2006-2007 Speakers Bureau Catalog
CAROLYN WEDIN
Carolyn Wedin is back home in the woods of northwest Wisconsin after 35 years of teaching literature and writing at the University of Wisconsin-Whitewater, and in Kansas, North Carolina, Sweden, Norway, Poland, and England. Her community education literature classes in Frederic have attracted participants from many surrounding towns, perhaps because the group does such things as creating a "Babette's Feast" when reading Isak Dinesen, partaking in a Renaissance banquet to accompany Shakespeare, and visiting a famous soul food restaurant in Minneapolis when studying black literature.
Address: 11080 State Rd. 48, Frederic, WI 54837
Phone: 715-327-8463 (home), 715-296-9962 (cell)
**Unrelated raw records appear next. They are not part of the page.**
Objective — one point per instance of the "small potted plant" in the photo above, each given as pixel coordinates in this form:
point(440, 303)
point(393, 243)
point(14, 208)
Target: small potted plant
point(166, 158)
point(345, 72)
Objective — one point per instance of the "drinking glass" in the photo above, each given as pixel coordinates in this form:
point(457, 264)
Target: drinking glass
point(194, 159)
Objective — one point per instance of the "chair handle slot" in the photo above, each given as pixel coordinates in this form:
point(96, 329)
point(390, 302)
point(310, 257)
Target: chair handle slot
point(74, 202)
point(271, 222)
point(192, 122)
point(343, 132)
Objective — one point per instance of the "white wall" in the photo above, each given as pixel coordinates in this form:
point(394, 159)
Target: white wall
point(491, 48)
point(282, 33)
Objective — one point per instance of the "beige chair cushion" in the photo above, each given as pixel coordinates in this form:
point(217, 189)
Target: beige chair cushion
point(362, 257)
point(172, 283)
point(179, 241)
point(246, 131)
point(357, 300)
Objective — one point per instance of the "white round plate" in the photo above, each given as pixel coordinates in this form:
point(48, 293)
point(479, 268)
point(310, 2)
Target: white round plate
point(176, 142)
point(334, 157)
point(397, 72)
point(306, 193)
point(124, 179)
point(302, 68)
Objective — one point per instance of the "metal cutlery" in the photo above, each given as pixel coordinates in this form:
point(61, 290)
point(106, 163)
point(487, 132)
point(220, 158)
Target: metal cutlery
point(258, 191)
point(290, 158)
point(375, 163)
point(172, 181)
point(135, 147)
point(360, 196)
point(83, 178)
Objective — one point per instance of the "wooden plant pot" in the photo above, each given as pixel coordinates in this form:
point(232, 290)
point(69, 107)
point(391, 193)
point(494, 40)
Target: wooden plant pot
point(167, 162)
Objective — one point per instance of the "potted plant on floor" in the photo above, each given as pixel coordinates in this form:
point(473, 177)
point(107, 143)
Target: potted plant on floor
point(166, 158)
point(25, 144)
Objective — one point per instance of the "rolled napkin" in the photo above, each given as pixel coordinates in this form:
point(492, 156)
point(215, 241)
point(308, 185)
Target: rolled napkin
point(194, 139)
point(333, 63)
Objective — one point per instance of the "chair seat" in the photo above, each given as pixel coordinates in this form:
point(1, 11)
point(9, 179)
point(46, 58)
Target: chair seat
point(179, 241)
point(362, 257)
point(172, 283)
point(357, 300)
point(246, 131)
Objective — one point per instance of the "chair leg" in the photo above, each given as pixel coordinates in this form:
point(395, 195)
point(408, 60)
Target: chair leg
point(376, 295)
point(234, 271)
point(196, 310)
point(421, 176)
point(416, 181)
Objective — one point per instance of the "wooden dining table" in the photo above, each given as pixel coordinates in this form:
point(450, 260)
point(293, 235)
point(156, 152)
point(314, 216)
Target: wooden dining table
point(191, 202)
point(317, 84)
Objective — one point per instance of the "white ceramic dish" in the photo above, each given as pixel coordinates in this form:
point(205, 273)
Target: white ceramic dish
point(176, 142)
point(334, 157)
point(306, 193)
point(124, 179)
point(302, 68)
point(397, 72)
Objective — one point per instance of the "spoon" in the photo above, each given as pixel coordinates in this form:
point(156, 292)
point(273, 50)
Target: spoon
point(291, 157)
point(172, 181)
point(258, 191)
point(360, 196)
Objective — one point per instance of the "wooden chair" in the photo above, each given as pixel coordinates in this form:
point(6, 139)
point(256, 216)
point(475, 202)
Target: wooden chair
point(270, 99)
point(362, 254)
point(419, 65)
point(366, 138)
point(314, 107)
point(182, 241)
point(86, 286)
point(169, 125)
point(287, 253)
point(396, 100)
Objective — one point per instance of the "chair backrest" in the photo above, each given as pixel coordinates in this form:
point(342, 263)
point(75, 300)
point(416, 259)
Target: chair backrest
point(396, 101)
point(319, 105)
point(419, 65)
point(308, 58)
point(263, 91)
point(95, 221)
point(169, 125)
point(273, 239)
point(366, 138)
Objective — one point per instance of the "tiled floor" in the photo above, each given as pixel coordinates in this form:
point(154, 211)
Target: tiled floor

E-mail: carolynwedin@centurytel.net

Poetry, Passion…and Problems
In his foreword to a little book called
101 Poems That Could Save Your Life. . . , Scott Simon, National Public Radio news hour host, writes that poems have the power "not only to take off our heads but to screw them back on." Garrison Keillor, in his Good Poems selection from his radio show "The Writer's Almanac," suggests that knowing a poem by heart is "like a cello in your head, a portable beauty to steady you and ward off despair." Using a bouquet of poems she and her students have deemed helpful and memorable, Wedin will take the audience through A. E. Housman's argument for poetry's power in "Terence, This is Stupid Stuff," and move on through poems of love, despair, death, and hope. These include: Amy Lowell's "A Decade"—"When you came, you were like red wine and honey"; Hamlet's despairing contemplation of suicide in "To be or not to be"; and Emily Dickinson's "Because I could not stop for Death/ He kindly stopped for me." Members of the audience will be invited to share poems that are meaningful to them, including those that take the form in which we usually hear poetry today—as song. The poems Wedin discusses will be distributed as a handout.